The U.S. Army will discontinue its multi-billion dollar contract with oil services giant Halliburton Co. to provide logistical support to U.S. troops worldwide, The Washington Post reported on Wednesday.

Halliburton, formerly run by Vice President Dick Cheney, has drawn scrutiny for its work in Iraq from auditors, congressional Democrats and the Justice Department, which is investigating potential overcharges for fuel, dining and laundry services.

Texas-based Halliburton is the world’s second-largest oil services company and the U.S. military’s biggest contractor in Iraq. The logistical support is performed by Halliburton engineering and construction unit Kellogg Brown & Root. Last year, the Army paid the company more than $7 billion under the contract, the Post said.

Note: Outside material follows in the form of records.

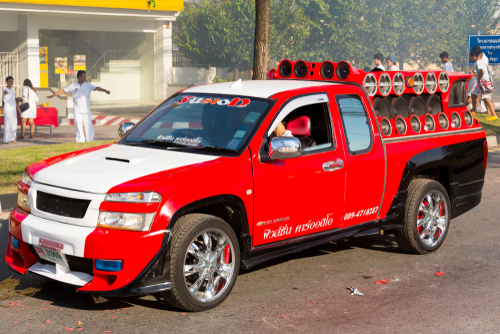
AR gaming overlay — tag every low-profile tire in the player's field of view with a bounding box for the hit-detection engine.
[161,214,240,311]
[394,179,451,254]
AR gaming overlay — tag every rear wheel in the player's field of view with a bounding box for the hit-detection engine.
[162,214,240,311]
[395,179,450,254]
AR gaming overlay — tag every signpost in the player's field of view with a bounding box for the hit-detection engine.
[469,35,500,65]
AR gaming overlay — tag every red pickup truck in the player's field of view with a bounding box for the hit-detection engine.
[5,60,488,311]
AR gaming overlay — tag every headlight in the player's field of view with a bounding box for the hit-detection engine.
[17,192,31,212]
[104,192,161,203]
[21,172,32,187]
[97,211,155,231]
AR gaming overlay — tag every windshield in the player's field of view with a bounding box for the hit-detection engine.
[121,94,270,151]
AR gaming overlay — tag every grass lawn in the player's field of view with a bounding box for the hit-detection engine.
[476,113,500,136]
[0,140,114,195]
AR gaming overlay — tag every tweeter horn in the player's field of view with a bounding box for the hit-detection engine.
[278,60,293,78]
[410,115,422,133]
[424,114,436,131]
[396,116,407,135]
[380,117,392,137]
[319,61,335,79]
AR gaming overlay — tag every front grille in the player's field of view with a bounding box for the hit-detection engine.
[36,191,90,218]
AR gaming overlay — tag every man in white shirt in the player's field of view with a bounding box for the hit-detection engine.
[372,53,385,71]
[439,51,453,72]
[385,56,399,71]
[47,71,110,143]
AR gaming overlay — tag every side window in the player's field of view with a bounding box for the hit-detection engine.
[448,80,465,108]
[335,94,372,155]
[278,103,334,154]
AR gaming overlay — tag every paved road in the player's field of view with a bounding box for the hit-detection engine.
[0,152,500,334]
[0,125,119,150]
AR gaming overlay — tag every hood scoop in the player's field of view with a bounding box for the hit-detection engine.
[104,157,130,164]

Army officials defended the company’s performance but said Pentagon leaders decided multiple contractors would give them better prices, more accountability and greater protection if a one contractor fails to perform, the newspaper said.

Halliburton maintains that its billing disputes with Defense Department auditors have been resolved and that its work has received rave reviews from the military, the Post reported.

The Pentagon’s decision on Halliburton comes as the U.S. contribution to Iraq’s reconstruction begins to wane, reducing opportunities for U.S. companies after nearly four years of massive payouts to the private sector, the newspaper said.

According to the report, the Pentagon plans to split the Iraq work among three companies to be chosen this fall and Halliburton would be eligible to make a bid.

A fourth firm would be hired to help monitor the performance of the three contractors selected, the newspaper said.

Rep. Henry Waxman of California, the top Democrat on the House Government Reform Committee and a frequent Halliburton critic, welcomed the move away from the exclusive contract with Halliburton as a good first step, the Post said.

“When you have a single contractor, that company has the government over a barrel,” Waxman said. “One needs multiple contractors in order to have real price competition. Real competition saves the taxpayer money.”